What sustains Barratt, what sustains all such companies, is the fact that the latent demand for housing in Britain is still very strong. There isn’t sufficient supply to meet that demand, which keeps prices higher than they ought to be – and fattens the profits of developers.

While mortgage rates have largely recovered from the shock they endured from what I see as the wanton economic vandalism of Truss and the Tories, the Bank of England has been hiking base rates. And is likely to do so again with inflation still running at more than 10 per cent.

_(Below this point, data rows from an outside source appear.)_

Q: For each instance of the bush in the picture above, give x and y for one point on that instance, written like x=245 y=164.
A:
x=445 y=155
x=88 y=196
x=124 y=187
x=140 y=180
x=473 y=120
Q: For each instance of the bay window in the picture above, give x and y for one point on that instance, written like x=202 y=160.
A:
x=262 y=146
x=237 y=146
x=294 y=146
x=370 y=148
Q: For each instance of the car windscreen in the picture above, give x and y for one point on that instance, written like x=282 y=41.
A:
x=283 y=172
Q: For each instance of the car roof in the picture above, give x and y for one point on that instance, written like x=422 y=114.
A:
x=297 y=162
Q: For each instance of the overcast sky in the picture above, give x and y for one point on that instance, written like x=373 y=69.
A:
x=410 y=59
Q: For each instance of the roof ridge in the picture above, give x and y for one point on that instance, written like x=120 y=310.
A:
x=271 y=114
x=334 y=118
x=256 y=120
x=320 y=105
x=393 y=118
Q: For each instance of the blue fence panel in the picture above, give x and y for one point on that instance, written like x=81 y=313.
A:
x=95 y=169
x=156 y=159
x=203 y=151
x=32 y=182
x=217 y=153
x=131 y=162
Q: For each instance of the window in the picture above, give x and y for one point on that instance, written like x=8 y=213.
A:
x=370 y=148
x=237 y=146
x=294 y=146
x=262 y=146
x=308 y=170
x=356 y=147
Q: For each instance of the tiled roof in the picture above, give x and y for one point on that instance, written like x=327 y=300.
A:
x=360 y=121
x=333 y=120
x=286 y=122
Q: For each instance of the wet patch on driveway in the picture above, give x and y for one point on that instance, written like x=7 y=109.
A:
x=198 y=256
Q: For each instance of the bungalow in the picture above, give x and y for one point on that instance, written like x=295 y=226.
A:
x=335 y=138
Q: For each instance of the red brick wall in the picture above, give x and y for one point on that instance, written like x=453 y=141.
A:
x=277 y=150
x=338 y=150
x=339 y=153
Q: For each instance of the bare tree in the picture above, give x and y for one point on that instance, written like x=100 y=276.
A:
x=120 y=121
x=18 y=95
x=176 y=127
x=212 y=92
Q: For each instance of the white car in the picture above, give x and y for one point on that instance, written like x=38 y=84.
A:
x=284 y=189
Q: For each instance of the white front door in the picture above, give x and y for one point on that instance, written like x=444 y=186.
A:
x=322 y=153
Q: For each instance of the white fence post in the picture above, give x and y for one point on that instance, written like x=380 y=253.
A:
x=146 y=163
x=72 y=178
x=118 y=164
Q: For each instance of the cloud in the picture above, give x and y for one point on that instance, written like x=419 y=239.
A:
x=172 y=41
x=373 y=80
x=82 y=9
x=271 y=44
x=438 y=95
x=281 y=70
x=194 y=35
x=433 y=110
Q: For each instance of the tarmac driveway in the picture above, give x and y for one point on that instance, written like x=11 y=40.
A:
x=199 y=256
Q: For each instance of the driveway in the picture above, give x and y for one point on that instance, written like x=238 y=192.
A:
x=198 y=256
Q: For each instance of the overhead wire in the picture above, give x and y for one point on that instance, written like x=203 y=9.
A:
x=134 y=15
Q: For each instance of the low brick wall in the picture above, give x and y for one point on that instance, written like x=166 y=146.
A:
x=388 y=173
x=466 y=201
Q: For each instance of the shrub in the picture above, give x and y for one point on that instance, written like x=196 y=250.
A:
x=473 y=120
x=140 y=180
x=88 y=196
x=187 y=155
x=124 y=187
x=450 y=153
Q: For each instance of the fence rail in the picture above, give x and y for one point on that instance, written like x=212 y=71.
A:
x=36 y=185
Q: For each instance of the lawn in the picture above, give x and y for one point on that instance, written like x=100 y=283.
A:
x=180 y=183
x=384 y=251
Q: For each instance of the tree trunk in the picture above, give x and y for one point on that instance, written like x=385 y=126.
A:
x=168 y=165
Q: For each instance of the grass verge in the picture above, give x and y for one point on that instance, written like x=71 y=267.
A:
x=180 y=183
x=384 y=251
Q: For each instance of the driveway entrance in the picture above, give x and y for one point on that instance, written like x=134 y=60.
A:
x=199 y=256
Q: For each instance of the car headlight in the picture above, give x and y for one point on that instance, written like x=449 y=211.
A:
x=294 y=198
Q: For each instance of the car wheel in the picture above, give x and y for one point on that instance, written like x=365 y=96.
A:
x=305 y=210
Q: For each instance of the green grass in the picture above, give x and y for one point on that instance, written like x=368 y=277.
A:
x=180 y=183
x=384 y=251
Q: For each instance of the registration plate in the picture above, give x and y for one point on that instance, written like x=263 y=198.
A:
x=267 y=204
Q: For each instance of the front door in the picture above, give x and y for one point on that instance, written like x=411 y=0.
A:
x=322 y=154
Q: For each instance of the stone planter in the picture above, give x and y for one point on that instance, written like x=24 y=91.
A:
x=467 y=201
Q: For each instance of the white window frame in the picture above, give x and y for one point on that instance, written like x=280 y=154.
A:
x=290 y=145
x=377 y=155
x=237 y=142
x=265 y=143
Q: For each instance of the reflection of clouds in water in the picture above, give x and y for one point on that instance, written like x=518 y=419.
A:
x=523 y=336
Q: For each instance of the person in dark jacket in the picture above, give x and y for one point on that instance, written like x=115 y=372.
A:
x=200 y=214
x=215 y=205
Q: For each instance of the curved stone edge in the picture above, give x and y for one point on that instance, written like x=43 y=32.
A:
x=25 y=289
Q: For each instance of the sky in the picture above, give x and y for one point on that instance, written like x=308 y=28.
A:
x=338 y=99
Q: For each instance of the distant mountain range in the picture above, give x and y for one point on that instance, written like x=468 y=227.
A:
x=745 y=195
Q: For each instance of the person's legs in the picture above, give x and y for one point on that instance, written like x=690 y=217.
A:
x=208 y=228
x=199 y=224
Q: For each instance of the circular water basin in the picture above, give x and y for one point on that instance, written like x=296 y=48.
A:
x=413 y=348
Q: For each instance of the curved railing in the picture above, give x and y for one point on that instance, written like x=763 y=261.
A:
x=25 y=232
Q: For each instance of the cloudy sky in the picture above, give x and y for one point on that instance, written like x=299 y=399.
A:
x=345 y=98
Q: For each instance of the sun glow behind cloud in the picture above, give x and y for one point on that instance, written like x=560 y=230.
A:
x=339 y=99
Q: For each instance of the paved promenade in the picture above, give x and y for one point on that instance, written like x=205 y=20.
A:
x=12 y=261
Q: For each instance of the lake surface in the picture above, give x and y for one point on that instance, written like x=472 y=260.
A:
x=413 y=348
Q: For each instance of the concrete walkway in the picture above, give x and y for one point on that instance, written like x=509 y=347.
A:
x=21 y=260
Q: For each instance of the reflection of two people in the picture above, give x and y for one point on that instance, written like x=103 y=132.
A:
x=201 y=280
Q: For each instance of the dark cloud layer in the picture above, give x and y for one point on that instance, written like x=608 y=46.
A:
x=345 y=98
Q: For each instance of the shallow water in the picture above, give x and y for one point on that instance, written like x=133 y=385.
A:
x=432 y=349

House prices could do with falling further. The post-Covid boom stretched affordability to breaking point. When combined with the cost of living crisis, higher mortgage rates are causing first-time buyers real problems.

It should be noted that the modest recovery Barratt enjoyed in January was helped along by incentives. Its lower margins, declining cash reserves and the relatively subdued activity forecast for the rest of the year – even if things stay on a more or less even keel – reflect a new, tougher reality. The salad days are over for companies like this and the going will be heavier from here on out.

The sector as a whole need to be encouraged to keep slogging through it. Any developers allegedly sitting on land – known as land banking – have long been a source of controversy. They have countered with complaints about a sclerotic planning system, blaming it for difficulties with getting developments started.

With the market dogged by uncertainty, the debate may re-emerge with fresh vigour if there are signs of developers holding back on what they have in anticipation of a more punchy recovery in prices down the line.